Build an R model and save to SQL Server (walkthrough)

Applies to: SQL Server 2016 (13.x) and later versions

In this step, learn how to build a machine learning model and save the model in SQL Server. By saving a model, you can call it directly from Transact-SQL code, using the system stored procedure, sp_execute_external_script or the PREDICT (T-SQL) function.

Prerequisites

This step assumes an ongoing R session based on previous steps in this walkthrough. It uses the connection strings and data source objects created in those steps. The following tools and packages are used to run the script.

  • Rgui.exe to run R commands
  • Management Studio to run T-SQL
  • ROCR package
  • RODBC package

Create a stored procedure to save models

This step uses a stored procedure to save a trained model to SQL Server. Creating a stored procedure to perform this operation makes the task easier.

Run the following T-SQL code in a query windows in Management Studio to create the stored procedure.

USE [NYCTaxi_Sample]
GO

SET ANSI_NULLS ON
GO
SET QUOTED_IDENTIFIER ON
GO

IF EXISTS (SELECT * FROM sys.objects WHERE type = 'P' AND name = 'PersistModel')
  DROP PROCEDURE PersistModel
GO

CREATE PROCEDURE [dbo].[PersistModel] @m nvarchar(max)
AS
BEGIN
	-- SET NOCOUNT ON added to prevent extra result sets from
	-- interfering with SELECT statements.
	SET NOCOUNT ON;
	insert into nyc_taxi_models (model) values (convert(varbinary(max),@m,2))
END
GO

Note

If you get an error, make sure that your login has permission to create objects. You can grant explicit permissions to create objects by running a T-SQL statement like this: exec sp_addrolemember 'db_owner', '<user_name>'.

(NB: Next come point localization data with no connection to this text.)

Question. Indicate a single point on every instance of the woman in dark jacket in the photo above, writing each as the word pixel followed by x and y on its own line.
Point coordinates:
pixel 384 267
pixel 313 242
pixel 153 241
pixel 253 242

Create a classification model using rxLogit

The model is a binary classifier that predicts whether the taxi driver is likely to get a tip on a particular ride or not. You'll use the data source you created in the previous lesson to train the tip classifier, using logistic regression.

  1. Call the rxLogit function, included in the RevoScaleR package, to create a logistic regression model.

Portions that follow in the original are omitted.